Он получил от ростовщиков несколько сотен фунтов под грабительские проценты. Ему удалось оплатить долги в Хэрроу и 231 фунт долгов в Кембридже, однако туда он не собирался возвращаться. «У меня есть несколько сотен фунтов наличными… – с зловещим наслаждением сообщал Байрон матери, – но мне кажется неуместным оставаться в колледже не только из-за расходов. Ты знаешь, что в английском университете невозможно стать настоящим джентльменом, сама мысль об этом смешна». В письме матери Байрон сообщил, что хочет провести пару лет за границей. «Я не могу поехать во Францию, но Германия и дворы Берлина, Вены и Петербурга открыты для меня…»
Бедная миссис Байрон билась в истерике, предчувствуя дурное. Она уже видела, как ее сын идет по стопам отца и во цвете лет губит себя. «Этот мальчик сведет меня в могилу, сведет меня с ума, – в отчаянии писала она Хэнсону, – я никогда не соглашусь, чтобы он поехал за границу. Где он возьмет деньги? Неужели он попал в лапы ростовщиков? У него нет чувств, нет сердца».
Тем временем Байрон весело проводил время в Лондоне благодаря наличию денег в кармане. Он стал заядлым театралом. А позднее остроумно пересказал случай, приключившийся с ним в Лондоне, когда ему было восемнадцать лет: «Там была одна известная француженка, которая помогала молодым джентльменам приятно провести время. Мы были знакомы уже некоторое время, когда внезапно что-то переменилось и она мне отказала, прислав письмо на таком английском, который позволили ей познать каких-то шестнадцать лет, проведенных в Англии. В письме была приписка следующего содержания: «Помните, милорд, с такими прелестями вам обеспечен успех».
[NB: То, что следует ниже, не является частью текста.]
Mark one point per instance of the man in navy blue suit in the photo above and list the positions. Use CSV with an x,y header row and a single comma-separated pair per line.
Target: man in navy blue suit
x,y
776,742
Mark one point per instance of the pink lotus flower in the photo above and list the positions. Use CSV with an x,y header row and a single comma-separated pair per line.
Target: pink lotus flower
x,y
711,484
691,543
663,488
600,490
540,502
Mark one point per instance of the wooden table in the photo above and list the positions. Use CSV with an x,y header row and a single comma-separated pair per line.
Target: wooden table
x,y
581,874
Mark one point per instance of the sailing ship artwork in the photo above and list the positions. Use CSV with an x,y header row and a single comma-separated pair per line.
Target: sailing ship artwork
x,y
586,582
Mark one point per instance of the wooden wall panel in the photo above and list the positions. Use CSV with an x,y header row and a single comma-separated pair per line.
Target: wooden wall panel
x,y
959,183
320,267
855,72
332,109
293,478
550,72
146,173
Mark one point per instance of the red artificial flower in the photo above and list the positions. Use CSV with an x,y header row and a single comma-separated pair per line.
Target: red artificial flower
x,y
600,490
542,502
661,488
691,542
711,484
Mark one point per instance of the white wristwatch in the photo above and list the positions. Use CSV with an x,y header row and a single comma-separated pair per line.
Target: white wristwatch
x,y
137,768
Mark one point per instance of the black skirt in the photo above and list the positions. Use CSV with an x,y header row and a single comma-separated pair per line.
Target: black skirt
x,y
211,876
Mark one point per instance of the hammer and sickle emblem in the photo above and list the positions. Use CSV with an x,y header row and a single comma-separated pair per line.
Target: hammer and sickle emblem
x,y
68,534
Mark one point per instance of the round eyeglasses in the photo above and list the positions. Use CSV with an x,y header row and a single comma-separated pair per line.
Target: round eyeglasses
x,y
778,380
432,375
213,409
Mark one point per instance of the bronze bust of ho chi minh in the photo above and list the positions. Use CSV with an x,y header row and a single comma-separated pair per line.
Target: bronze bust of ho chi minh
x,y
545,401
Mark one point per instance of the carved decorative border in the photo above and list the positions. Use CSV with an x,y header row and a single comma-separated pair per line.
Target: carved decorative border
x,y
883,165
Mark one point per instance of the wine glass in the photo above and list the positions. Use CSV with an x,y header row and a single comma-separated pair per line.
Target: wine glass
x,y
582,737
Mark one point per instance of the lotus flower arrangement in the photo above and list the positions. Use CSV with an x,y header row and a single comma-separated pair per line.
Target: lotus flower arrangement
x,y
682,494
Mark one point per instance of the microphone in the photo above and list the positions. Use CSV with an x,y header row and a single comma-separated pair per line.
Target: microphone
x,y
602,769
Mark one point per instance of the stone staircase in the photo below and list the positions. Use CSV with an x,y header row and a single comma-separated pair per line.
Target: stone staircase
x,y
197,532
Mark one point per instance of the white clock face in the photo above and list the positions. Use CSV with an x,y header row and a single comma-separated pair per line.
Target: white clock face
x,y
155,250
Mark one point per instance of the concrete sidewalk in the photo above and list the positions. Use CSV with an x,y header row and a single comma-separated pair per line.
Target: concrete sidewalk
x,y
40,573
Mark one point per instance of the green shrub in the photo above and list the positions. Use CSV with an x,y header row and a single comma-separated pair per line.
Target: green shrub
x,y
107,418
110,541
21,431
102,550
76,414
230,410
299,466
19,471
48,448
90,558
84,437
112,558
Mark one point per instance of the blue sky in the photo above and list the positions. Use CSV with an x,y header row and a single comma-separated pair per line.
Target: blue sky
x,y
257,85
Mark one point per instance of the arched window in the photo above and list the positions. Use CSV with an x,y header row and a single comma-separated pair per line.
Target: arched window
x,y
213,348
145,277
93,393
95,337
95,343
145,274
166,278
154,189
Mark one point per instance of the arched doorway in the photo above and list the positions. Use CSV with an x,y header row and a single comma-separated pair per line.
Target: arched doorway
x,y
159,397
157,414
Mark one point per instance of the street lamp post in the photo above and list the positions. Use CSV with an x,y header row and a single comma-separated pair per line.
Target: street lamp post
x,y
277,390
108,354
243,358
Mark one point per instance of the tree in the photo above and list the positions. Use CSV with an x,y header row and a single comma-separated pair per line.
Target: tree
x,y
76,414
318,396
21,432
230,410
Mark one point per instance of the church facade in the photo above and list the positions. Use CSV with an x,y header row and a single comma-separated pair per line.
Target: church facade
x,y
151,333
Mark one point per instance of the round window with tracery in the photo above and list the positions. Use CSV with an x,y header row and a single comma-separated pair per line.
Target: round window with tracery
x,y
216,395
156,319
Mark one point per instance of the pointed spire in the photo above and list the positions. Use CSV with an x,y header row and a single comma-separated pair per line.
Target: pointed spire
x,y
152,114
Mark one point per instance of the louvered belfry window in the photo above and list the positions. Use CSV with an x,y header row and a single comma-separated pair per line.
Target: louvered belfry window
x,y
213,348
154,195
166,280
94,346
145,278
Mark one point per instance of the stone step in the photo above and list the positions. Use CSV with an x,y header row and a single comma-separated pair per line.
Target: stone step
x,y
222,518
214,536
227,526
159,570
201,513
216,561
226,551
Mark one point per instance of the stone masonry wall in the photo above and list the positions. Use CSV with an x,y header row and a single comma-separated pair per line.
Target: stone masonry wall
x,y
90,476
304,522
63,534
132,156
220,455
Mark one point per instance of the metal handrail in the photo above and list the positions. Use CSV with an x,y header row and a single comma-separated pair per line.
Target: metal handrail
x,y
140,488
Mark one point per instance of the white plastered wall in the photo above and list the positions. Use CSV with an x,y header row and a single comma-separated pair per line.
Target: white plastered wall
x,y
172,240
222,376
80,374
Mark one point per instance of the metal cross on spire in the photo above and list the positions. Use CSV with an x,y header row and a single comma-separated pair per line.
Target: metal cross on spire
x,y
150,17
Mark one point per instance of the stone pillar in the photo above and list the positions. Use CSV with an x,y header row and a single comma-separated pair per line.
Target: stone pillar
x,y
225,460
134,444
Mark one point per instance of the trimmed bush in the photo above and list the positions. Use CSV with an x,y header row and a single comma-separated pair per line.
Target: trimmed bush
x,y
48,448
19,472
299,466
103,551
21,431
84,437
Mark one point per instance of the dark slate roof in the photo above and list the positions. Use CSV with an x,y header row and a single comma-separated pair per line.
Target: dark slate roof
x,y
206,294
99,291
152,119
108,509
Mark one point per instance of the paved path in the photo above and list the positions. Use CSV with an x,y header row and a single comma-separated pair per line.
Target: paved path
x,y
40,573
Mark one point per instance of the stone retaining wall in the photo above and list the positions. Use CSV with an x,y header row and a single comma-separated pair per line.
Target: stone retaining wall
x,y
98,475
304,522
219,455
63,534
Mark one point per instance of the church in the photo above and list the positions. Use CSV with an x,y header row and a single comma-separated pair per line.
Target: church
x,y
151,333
Возможно, у мадам были причины сомневаться в «прелестях» юноши, поскольку он погрузился в трясину разврата и цинизма, что свойственно человеку, стремящемуся утвердить свое превосходство над женщинами, несмотря на то что он всего лишь «маленький хромой мальчик», или в попытке доказать самому себе, что в женских объятиях он может забыть преступную страсть к Эдлстону.
К 10 марта деньги у Байрона закончились, и он попросил Хэнсона выдать ему 500 фунтов, чтобы оплатить долги. Возможно, Байрону уже успела наскучить столичная жизнь. В середине апреля он вернулся в Тринити, где снова начались привычные кутежи. Байрон пожертвовал 30 гиней на возведение статуи Питта, покровителя Тринити, и приобрел экипаж.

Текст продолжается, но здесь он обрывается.